Durante o trajeto, fizemos várias paradas para contemplar as lindas paisagens peruanas, além de parar em um santuário de animais (Ccochahuasi – resgatam animais como araras, condor, lhamas, alpacas, vicunhas, pumas, etc.) e na vila de Pisac (mercado de artesanato – os preços mais baixos de toda a viagem).  No fim do dia, chegamos ao Vale Sagrado – onde fomos conhecer as ruínas de Ollantaytambo. Dormimos na vila de Yucay, a estação de trem de Ollantaytambo fica há 40 minutos (quanto mais próximo à estação, mais cara é a hospedaria).

De manhã, bem cedo, fomos para a estação, já lotada, de Ollantaytambo.  Pegamos o trem Vistadome, da Perúrail, para uma viagem de três horas pelo vale Urubamba. O percurso não é o mais caro, há trens mais luxuosos que saem de Cusco para Aguas Calientes. O Vistadome tem as laterais e o teto de vidro, logo é perfeito para apreciar a paisagem – é impressionante como ela muda, começa árida e termina com a Amazônia peruana. O passeio possibilita lindas fotos.  Mas, por ser um trem para visualizar paisagens, o percurso é lento, incluindo algumas paradas (não são para descer, apenas para fotografar de dentro mesmo).

Só para constar, Aguas Calientes é uma cidade extremamente pequena que funciona por conta do turismo – há vários hotéis/hostels e restaurantes/bares, também tem uma feira de artesanato, fica em frente à entrada da estação, mas os produtos são caros.

Rua de Aguas Calientes
Rua de Aguas Calientes

Chegamos à estação de Aguas Calientes umas 9h.
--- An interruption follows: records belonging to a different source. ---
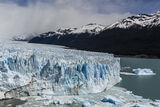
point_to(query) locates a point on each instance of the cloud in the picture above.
(44, 16)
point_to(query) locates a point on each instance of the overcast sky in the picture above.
(36, 16)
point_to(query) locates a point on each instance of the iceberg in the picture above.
(111, 99)
(36, 70)
(140, 71)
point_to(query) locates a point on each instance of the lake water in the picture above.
(146, 86)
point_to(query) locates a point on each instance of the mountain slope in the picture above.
(136, 35)
(141, 20)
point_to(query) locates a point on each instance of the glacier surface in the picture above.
(36, 70)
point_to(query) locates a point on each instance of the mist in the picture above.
(48, 16)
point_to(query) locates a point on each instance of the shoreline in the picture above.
(138, 56)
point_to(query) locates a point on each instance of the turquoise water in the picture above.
(146, 86)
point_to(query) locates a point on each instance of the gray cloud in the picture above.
(47, 16)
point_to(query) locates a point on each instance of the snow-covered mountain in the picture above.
(24, 37)
(91, 28)
(141, 20)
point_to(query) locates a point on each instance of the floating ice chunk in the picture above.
(111, 99)
(85, 101)
(140, 71)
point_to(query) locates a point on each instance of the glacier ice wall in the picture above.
(30, 69)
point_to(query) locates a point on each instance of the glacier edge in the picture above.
(38, 70)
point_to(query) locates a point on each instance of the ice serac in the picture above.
(30, 69)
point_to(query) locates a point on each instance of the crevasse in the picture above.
(29, 69)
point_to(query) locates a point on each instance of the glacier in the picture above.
(36, 70)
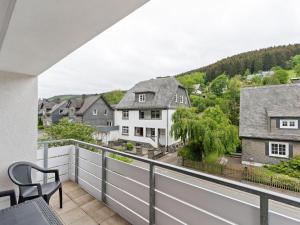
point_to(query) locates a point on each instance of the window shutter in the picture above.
(277, 123)
(267, 148)
(290, 150)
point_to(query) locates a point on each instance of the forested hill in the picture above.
(254, 61)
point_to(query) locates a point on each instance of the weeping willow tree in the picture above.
(209, 132)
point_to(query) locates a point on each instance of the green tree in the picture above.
(230, 103)
(297, 69)
(71, 130)
(270, 81)
(211, 131)
(219, 84)
(296, 60)
(281, 75)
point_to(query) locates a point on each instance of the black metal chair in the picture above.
(11, 194)
(20, 174)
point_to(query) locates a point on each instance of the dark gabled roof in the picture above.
(57, 106)
(259, 104)
(164, 90)
(88, 101)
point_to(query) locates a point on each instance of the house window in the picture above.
(150, 132)
(125, 114)
(155, 114)
(142, 97)
(95, 112)
(139, 131)
(181, 99)
(125, 130)
(176, 98)
(289, 124)
(142, 115)
(279, 149)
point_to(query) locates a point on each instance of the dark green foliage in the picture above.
(297, 69)
(70, 130)
(114, 97)
(290, 167)
(281, 75)
(254, 61)
(207, 133)
(191, 79)
(219, 85)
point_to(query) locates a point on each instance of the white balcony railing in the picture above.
(144, 193)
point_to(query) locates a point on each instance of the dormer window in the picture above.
(288, 124)
(142, 97)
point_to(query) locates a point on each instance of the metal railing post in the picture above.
(76, 162)
(103, 178)
(264, 210)
(151, 194)
(45, 176)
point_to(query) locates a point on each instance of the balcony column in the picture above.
(18, 121)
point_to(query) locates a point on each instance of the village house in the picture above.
(270, 123)
(144, 115)
(97, 112)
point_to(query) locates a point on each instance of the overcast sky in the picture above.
(166, 37)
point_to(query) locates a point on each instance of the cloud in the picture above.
(166, 37)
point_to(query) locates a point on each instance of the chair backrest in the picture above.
(20, 173)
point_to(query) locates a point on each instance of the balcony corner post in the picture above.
(45, 176)
(151, 194)
(103, 178)
(264, 210)
(76, 163)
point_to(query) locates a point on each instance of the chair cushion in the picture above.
(47, 189)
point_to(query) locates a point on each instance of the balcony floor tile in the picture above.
(79, 207)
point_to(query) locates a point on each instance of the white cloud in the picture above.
(166, 37)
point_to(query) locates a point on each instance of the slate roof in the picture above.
(88, 102)
(259, 104)
(57, 106)
(164, 90)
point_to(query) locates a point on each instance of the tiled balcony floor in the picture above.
(80, 208)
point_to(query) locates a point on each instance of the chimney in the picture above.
(295, 80)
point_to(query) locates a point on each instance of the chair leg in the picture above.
(60, 197)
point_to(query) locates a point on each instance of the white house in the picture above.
(144, 115)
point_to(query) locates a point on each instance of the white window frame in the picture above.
(142, 97)
(125, 112)
(124, 128)
(278, 155)
(95, 112)
(288, 121)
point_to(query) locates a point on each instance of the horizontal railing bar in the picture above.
(294, 201)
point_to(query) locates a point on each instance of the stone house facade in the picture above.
(270, 123)
(144, 115)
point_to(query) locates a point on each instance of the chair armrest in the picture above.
(11, 194)
(43, 170)
(38, 186)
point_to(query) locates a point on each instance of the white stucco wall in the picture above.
(164, 123)
(18, 121)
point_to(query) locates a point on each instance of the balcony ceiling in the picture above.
(35, 34)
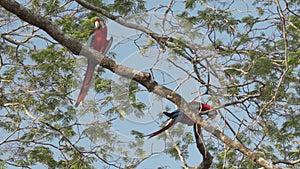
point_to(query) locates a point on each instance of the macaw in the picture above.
(178, 116)
(97, 41)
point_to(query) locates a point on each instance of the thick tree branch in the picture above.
(207, 157)
(141, 77)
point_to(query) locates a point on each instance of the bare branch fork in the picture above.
(143, 78)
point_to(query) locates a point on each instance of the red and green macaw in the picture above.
(178, 116)
(97, 41)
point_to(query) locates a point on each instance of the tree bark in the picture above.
(143, 78)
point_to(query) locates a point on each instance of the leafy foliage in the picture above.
(255, 46)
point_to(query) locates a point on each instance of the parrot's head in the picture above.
(99, 24)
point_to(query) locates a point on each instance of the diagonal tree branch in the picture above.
(143, 78)
(207, 157)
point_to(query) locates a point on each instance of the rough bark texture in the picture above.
(207, 157)
(141, 77)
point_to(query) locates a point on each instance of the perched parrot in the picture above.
(97, 41)
(178, 116)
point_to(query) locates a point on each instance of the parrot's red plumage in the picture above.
(97, 41)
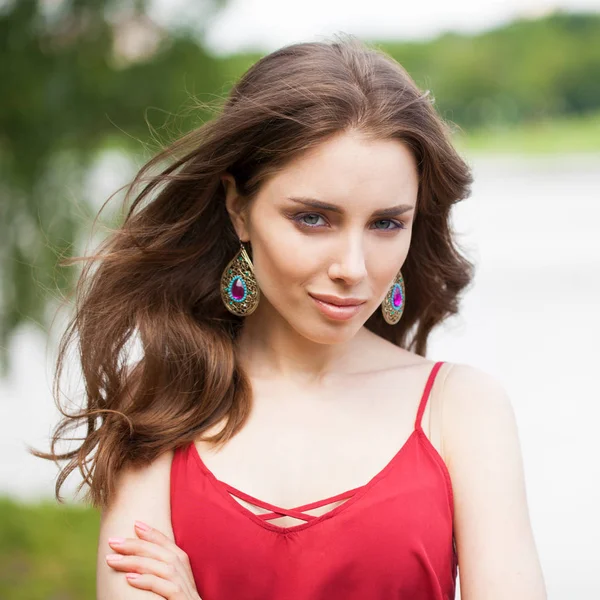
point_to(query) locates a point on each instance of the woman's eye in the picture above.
(395, 224)
(312, 220)
(309, 216)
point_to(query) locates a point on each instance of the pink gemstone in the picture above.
(237, 290)
(397, 297)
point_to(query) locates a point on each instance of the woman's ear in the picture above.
(236, 206)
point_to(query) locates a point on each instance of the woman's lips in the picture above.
(339, 313)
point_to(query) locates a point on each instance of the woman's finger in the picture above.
(162, 587)
(140, 548)
(140, 564)
(155, 536)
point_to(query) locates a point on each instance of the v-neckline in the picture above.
(222, 488)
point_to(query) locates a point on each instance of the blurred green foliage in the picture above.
(47, 551)
(70, 90)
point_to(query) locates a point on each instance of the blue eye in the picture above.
(398, 224)
(300, 219)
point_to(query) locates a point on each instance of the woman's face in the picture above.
(337, 221)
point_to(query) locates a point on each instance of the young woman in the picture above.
(283, 435)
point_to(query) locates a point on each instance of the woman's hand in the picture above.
(154, 563)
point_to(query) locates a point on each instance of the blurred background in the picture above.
(91, 89)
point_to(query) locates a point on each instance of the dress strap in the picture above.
(426, 392)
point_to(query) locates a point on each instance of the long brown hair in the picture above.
(156, 278)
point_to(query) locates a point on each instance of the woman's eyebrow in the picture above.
(382, 212)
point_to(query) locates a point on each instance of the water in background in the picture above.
(532, 319)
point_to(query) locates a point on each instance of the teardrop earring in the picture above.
(239, 289)
(392, 306)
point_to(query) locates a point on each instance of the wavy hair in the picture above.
(157, 276)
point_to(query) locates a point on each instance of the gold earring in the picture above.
(239, 289)
(392, 306)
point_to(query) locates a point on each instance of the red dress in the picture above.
(393, 537)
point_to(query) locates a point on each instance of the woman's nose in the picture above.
(350, 264)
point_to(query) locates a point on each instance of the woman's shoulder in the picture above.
(140, 494)
(477, 413)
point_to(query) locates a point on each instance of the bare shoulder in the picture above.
(141, 494)
(476, 410)
(496, 548)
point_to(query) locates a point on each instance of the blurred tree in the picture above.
(75, 72)
(79, 75)
(527, 70)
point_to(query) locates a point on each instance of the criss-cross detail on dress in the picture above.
(296, 513)
(389, 538)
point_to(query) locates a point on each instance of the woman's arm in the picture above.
(141, 495)
(497, 555)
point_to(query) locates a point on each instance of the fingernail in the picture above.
(113, 557)
(116, 541)
(142, 526)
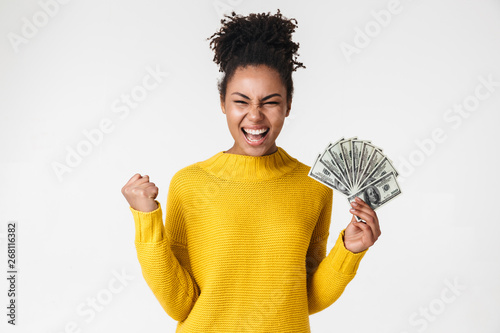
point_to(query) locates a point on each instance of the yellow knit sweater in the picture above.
(243, 248)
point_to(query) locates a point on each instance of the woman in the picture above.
(243, 248)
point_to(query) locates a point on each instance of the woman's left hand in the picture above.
(359, 236)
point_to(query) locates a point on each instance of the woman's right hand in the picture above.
(141, 193)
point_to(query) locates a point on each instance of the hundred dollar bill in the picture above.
(379, 192)
(347, 156)
(357, 148)
(320, 172)
(327, 159)
(338, 157)
(383, 167)
(374, 159)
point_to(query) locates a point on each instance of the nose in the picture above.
(255, 113)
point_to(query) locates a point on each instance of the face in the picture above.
(255, 107)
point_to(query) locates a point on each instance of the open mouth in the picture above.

Fomos bem rápido para o hotel e largamos as mochilas (subimos em Machu Picchu com uma só – protetor solar e muita água são indispensáveis) para pegar a fila do ônibus que sobe a montanha até a cidade Inca. A propósito, apesar de a fila ser gigante, ela anda rápido. E, mesmo ficar de pé esperando chega a ser algo legal, pois você vê o sorriso e a ansiedade estampados na cara de todo mundo.

Então, chega aquele momento de entrar no ônibus, ansiedade a mil. Está chegando a hora de ver Machu Picchu.

Os ônibus que sobem a montanha não são dos mais espaçosos, mas até que são confortáveis ( e não estão “caindo aos pedaços”). O trajeto dura 20/25 minutos. A estrada é bem acidentada e faz um “zigue zague” na encosta da montanha, durante vários momentos (praticamente todos) ficamos na beira do precipício. E, é o mesmo percurso de ida e volta – em vários instantes o ônibus que você está dá ré para outro passar. Sim, às vezes bate um medinho. Mas, vale muito a pena, principalmente quando, da janela do ônibus, você começa a ver as ruínas de Machu Picchu lá no alto.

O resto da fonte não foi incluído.